Zamówienie dla __Kazu-Chan__
+Pewien Włoch z zamkniętymi oczami powiedział mi, że Lovino urozmaicił ten rozdział o dodatkowe słowa, które zna od dziecka...Także ten! (Tak, chodzi przekleństwa. Kto by się spodziewał?)Szłaś, wesoło podskakując, ze szczerym uśmiechem, do swojego hiszpańskiego przyjaciela. Miał zapoznać cię ze swoim innym przyjacielem! A przecież im więcej przyjaciół, tym lepiej! Tym bardziej, że ci przyjaciele są przyjaciółmi z twoimi obecnymi przyjaciółmi!
Gdy byłaś już blisko domu Antonio, przyśpieszyłaś kroku i wyciągnęłaś telefon.
Zaraz będę! :D
Przy okazji założyłaś słuchawki i włączyłaś losową playlistę. Po chwili twój telefon na chwilę zaczął wibrować. Szybko sprawdziłaś wiadomości, będąc pewna, że to Hiszpania.
Od niego kupuj pomidory<3: Już się nie mogę doczekać, chica! Roma zresztą też~
Zaśmiałaś się i otworzyłaś furtkę. Przystanęłaś chwilę, by schować do torby słuchawki i zamknęłaś za sobą furtkę.
Cała w skowronkach zadzwoniłaś dzwonkiem.

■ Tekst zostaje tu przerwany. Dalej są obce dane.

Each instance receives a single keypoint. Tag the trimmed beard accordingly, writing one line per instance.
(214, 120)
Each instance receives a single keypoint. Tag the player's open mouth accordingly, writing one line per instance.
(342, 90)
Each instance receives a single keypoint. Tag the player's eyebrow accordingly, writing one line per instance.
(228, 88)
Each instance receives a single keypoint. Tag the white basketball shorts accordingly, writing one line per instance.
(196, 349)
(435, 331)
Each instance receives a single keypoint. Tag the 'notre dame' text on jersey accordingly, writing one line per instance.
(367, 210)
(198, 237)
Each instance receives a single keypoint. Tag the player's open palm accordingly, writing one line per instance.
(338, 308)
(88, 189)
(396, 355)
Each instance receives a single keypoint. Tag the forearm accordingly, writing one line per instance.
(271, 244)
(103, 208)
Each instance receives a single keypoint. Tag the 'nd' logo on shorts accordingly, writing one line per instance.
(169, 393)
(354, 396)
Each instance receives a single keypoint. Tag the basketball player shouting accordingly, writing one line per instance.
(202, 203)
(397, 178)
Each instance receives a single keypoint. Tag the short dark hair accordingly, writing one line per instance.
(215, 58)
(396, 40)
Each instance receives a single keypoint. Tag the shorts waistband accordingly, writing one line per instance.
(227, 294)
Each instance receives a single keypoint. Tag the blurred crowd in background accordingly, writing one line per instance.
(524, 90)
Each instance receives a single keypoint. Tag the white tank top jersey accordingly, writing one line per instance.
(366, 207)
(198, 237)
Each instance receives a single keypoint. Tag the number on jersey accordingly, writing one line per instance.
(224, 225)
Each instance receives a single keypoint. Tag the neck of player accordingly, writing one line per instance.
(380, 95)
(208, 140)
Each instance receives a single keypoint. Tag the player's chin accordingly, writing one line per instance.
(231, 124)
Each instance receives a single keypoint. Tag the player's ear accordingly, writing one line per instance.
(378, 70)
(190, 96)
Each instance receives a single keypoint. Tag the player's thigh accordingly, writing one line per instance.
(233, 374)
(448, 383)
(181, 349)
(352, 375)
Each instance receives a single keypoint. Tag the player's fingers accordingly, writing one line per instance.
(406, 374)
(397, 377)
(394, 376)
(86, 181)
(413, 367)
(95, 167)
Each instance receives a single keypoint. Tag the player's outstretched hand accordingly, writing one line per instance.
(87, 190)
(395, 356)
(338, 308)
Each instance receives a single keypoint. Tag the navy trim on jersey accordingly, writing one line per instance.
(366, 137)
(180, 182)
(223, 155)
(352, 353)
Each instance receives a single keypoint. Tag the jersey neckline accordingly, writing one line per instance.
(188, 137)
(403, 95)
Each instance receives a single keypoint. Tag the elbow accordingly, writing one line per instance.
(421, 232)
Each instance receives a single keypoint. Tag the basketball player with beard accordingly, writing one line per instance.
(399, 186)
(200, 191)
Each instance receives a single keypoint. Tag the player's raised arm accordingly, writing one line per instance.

Nie czekałaś nawet 10 sekund, a otworzył znany tobie Latynos, także uśmiechnięty od ucha do ucha.
— Chica, wchodź! Roma już czeka na...
— Wcale nie czekam, dupku! — usłyszałaś. Nagle obok Hiszpanii pojawiła się personifikacja Włoch. Od razu zauważyłaś najsłodszą rzecz w twoim życiu...Zaraz po tej drugiej, wręcz takiej samej.
— Nie mogę! Ty też masz taki słodki loczek co twój brat?! Wow~! — zachwyciłaś się. Według tego, co mówił Veneziano, nic nie reprezentowały, w przeciwieństwie do, na przykład, Florydy Ameryki.
A Romano na twoje słowa natychmiast się zarumienił, biedaczek. Odwrócił głowę w bok i zniknął szybko za ścianą.
— Chica, wchodź! — obudził się nagle brązowowłosy.
***
Siedziałaś (A raczej, jak to powiedział Roma "leżałaś siedząc") sobie szczęśliwa na kanapie, a obok ciebie cały spięty Lovino. Ciągle miał wkurwiony wyraz twarzy, jakby przesiadywał z mordercami jego brata...Albo pomidorów.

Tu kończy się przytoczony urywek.